A sibling scheduler which ensures that tasks will only ever be co-located on a physical core if they're in the same cgroup. It illustrates how a scheduling policy could be implemented to mitigate CPU bugs, such as L1TF, and also shows how some useful kfuncs such as scx_bpf_kick_cpu() can be utilized.

Typical Use Case

While this scheduler is only meant to be used to illustrate certain sched_ext features, with a bit more work (e.g. by adding some form of priority handling inside and across cgroups), it could have been used as a way to quickly mitigate L1TF before core scheduling was implemented and rolled out.

Production Ready?

No


scx_flatcg

Overview

A flattened cgroup hierarchy scheduler. This scheduler implements hierarchical weight-based cgroup CPU control by flattening the cgroup hierarchy into a single layer, by compounding the active weight share at each level. The effect of this is a much more performant CPU controller, which does not need to descend down cgroup trees in order to properly compute a cgroup's share.

Typical Use Case

This scheduler could be useful for any typical workload requiring a CPU controller, but which cannot tolerate the higher overheads of the fair CPU controller.

Production Ready?

Yes, though the scheduler (currently) does not adequately accommodate thundering herds of cgroups. If, for example, many cgroups which are nested behind a low-priority cgroup were to wake up around the same time, they may be able to consume more CPU cycles than they are entitled to.


scx_userland

Overview

A simple weighted vtime scheduler where all scheduling decisions take place in user space. This is in contrast to Rusty, where load balancing lives in user space, but scheduling decisions are still made in the kernel.

Typical Use Case

There are many advantages to writing schedulers in user space. For example, you can use a debugger, you can write the scheduler in Rust, and you can use data structures bundled with your favorite library.

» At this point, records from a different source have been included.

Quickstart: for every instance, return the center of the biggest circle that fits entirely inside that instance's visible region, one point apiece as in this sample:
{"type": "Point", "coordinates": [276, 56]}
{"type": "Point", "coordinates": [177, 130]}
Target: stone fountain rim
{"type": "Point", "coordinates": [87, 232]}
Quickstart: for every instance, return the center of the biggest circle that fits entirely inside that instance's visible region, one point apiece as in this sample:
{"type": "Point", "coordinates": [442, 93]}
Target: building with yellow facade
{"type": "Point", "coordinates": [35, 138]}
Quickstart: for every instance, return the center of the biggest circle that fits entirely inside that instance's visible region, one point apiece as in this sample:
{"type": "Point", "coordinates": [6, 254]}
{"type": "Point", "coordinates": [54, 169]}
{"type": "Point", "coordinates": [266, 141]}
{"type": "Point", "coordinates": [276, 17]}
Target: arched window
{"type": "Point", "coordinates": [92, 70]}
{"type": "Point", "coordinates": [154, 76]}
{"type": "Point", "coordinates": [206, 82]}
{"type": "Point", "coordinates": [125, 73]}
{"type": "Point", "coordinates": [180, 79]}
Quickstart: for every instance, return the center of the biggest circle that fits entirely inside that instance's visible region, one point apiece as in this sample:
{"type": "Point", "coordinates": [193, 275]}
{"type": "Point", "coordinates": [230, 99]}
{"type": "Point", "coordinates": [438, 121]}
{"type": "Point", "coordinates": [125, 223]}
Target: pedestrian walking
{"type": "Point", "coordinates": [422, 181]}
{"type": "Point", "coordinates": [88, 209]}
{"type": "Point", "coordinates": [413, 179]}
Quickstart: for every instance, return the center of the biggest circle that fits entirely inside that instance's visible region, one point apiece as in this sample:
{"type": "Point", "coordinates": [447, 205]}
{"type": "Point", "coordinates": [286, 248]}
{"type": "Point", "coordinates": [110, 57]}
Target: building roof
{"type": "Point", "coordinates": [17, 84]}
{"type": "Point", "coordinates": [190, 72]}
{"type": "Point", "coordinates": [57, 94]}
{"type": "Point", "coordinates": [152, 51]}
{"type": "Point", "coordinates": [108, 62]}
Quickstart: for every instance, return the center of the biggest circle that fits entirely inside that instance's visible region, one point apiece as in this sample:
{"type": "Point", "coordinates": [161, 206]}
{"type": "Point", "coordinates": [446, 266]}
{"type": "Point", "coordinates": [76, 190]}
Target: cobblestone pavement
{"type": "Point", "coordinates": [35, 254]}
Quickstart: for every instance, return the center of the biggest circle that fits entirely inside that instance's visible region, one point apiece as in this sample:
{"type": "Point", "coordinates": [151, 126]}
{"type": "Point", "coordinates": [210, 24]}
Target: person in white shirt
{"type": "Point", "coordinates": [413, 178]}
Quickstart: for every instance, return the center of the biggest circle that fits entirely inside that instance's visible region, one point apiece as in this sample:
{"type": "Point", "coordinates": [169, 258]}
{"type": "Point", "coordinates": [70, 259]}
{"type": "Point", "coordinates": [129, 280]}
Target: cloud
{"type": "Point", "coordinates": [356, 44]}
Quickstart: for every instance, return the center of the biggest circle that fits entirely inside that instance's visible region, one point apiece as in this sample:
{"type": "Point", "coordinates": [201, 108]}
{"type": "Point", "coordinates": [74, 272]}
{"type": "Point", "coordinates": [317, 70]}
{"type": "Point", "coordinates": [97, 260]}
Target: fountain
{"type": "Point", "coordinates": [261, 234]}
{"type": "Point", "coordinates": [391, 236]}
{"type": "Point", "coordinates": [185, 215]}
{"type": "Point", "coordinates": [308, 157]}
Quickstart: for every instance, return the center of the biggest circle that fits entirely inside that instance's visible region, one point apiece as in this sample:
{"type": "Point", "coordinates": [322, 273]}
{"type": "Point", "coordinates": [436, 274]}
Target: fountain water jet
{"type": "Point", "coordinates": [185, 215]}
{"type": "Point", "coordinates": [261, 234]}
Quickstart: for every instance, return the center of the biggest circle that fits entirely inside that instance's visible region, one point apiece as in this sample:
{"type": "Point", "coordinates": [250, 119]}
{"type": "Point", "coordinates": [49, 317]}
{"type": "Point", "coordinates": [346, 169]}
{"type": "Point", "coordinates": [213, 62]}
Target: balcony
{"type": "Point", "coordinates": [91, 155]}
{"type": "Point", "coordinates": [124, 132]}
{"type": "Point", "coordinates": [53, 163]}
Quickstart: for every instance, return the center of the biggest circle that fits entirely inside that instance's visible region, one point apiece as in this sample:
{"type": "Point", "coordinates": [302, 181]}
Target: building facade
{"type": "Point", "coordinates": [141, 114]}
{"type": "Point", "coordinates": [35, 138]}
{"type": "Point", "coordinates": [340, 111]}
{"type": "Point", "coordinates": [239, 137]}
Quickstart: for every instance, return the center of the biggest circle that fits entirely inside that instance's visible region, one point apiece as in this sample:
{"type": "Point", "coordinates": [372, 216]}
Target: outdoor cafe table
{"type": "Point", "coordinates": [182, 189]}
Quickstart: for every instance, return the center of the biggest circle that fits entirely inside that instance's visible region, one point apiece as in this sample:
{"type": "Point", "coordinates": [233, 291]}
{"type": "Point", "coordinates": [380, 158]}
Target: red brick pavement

On the other hand, user space scheduling can be hard to get right. You can potentially deadlock due to not scheduling a task that's required for the scheduler itself to make forward progress (though the sched_ext watchdog will protect the system by unloading your scheduler after a timeout if that happens). You also have to bootstrap some communication protocol between the kernel and user space.

A more robust solution to this would be building a user space scheduling framework that abstracts much of this complexity away from you.

Production Ready?

No. This scheduler uses an ordered list for vtime scheduling, and is stricly less performant than just using something like scx_simple. It is purely meant to illustrate that it's possible to build a user space scheduler on top of sched_ext.